In October, state officials ordered a Williamsburg wedding planned for a grandson of Satmar Grand Rabbi Zalman Teitelbaum, a brother and rival of Aaron, canceled. Organizers of that event, which was publicized, said they anticipated some 10,000 people would attend. After the state canceled it, however, the congregation called the action “an unwarranted attack,” according to The Post.

But that crackdown led organizers of Teitelbaum’s wedding to plan it in secret — though some of them thought it would be revealed to authorities ahead of time.

“The days leading up to the wedding were filled with tension, not knowing what the next day, or the next moment, will bring; which disgruntled outcast might seize this opportunity to exploit even what hasn’t been written or publicized, to create an unnecessary uproar, and to disrupt the Simcha, God forbid,” Der Blatt reported, according to The Post.

The fact that the event had to be planned and held in secret, however, was not lost on readers.

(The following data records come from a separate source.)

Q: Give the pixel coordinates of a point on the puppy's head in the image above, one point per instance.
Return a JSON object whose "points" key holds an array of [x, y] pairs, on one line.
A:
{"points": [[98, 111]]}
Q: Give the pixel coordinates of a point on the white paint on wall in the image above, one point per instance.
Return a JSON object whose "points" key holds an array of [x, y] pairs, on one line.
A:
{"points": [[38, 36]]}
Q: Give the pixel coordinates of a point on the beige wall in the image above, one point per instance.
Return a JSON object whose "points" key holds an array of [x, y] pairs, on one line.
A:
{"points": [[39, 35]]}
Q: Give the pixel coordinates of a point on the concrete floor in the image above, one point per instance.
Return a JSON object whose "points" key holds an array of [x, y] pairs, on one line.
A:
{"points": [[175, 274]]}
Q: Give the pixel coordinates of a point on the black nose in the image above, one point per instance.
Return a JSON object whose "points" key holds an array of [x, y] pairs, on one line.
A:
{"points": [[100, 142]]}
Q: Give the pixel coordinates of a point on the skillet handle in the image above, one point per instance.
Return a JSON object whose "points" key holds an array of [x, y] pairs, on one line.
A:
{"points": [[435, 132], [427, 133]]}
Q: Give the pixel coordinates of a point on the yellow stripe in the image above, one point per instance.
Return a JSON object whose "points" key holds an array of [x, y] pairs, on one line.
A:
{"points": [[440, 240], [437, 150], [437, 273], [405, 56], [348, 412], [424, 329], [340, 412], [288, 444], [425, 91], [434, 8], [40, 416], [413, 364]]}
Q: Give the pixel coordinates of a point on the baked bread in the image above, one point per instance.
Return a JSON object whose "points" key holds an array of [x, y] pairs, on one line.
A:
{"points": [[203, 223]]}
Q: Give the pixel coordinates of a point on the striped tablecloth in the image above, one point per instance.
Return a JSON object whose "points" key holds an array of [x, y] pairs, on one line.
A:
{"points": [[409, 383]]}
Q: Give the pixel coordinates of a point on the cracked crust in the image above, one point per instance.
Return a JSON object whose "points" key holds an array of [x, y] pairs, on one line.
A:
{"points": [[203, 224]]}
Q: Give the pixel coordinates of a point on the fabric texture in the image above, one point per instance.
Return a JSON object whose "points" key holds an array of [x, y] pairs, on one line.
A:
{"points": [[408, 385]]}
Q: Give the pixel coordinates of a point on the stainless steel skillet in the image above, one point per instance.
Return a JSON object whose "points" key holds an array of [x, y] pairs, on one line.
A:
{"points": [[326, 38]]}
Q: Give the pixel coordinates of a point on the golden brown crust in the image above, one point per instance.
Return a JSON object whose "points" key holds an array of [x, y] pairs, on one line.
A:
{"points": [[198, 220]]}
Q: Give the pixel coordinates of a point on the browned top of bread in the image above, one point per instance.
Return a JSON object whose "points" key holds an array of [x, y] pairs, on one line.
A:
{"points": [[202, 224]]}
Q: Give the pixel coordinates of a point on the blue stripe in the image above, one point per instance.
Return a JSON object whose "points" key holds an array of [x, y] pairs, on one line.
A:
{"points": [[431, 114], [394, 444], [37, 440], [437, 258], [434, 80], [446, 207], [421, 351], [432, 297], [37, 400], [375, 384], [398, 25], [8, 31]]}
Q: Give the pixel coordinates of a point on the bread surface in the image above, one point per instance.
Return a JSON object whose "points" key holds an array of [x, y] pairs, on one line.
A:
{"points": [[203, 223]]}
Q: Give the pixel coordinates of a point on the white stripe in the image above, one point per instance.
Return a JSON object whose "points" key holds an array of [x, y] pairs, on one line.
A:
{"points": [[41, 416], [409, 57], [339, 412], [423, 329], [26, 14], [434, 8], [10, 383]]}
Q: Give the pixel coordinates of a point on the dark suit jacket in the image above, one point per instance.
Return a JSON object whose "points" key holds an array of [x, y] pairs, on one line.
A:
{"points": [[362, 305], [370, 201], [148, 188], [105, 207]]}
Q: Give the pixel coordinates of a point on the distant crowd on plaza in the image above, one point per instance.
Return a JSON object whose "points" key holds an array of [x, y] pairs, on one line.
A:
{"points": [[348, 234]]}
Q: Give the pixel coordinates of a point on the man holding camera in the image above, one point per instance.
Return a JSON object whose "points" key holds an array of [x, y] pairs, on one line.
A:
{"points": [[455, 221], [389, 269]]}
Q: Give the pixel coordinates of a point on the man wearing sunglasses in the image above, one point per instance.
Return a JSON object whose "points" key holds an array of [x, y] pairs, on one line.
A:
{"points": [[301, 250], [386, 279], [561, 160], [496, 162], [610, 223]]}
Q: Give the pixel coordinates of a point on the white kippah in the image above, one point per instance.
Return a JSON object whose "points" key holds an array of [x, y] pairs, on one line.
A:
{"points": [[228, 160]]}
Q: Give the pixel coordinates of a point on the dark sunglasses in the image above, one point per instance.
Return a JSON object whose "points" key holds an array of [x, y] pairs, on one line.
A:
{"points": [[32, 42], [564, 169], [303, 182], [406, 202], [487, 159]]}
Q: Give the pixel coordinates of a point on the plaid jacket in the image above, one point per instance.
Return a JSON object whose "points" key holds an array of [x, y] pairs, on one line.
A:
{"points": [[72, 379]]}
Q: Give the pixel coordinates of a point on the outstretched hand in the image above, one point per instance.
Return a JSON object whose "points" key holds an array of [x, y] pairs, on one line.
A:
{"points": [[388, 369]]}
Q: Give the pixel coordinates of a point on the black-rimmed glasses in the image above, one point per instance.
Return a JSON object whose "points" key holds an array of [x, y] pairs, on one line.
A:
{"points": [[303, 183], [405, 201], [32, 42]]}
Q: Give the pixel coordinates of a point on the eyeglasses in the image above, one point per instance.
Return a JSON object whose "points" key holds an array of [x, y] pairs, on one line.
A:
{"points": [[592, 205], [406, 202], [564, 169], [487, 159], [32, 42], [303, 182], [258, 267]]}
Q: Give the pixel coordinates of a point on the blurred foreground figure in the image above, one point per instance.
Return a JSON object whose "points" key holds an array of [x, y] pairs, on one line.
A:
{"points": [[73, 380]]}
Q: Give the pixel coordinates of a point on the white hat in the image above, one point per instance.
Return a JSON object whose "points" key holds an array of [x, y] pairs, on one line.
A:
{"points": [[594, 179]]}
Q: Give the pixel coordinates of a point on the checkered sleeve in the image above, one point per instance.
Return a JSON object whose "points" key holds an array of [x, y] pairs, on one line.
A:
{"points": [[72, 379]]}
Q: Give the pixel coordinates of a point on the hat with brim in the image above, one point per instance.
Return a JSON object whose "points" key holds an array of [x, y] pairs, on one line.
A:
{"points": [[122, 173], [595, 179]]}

“As it turns out, when you set strict restrictions beyond reason people are more likely to disregard them entirely.  It also doesn’t help that the Dems don’t follow the standards they try to impose on others,” one reader wrote in response to story, which was crossposted at Fox News.

“It would be a different matter if New York officials had turned a blind eye to rioting, the Biden victory celebrations and VMA awards just to name the most prominent mass gatheinrgs [sic] featured in the news,” wrote another. “When you grant exceptions the message morphs from this is a health matter to ‘this is socially acceptable, that is not.’  From that point on, it is difficult to get people to accept the issue as a health issue.”

To readers’ points, elite New York Democrats recently attended — unmasked and not socially distanced — a private birthday party in Brooklyn for Carl Scissura, head of the New York Building Congress, a trade organization, according to the New York Daily News.

Photos of the event showed that few attendees were wearing masks and most stood in close proximity to each other.

Revelers included Brooklyn Democratic Party Chairman Frank Seddio and Deputy Brooklyn Borough President Ingrid Lewis-Martin, the Daily News reported.

Other Democratic leaders have also violated their own COVID restrictions, including California Gov. Gavin Newsom, who was photographed unmasked dining at one of the world’s highest-rated restaurants.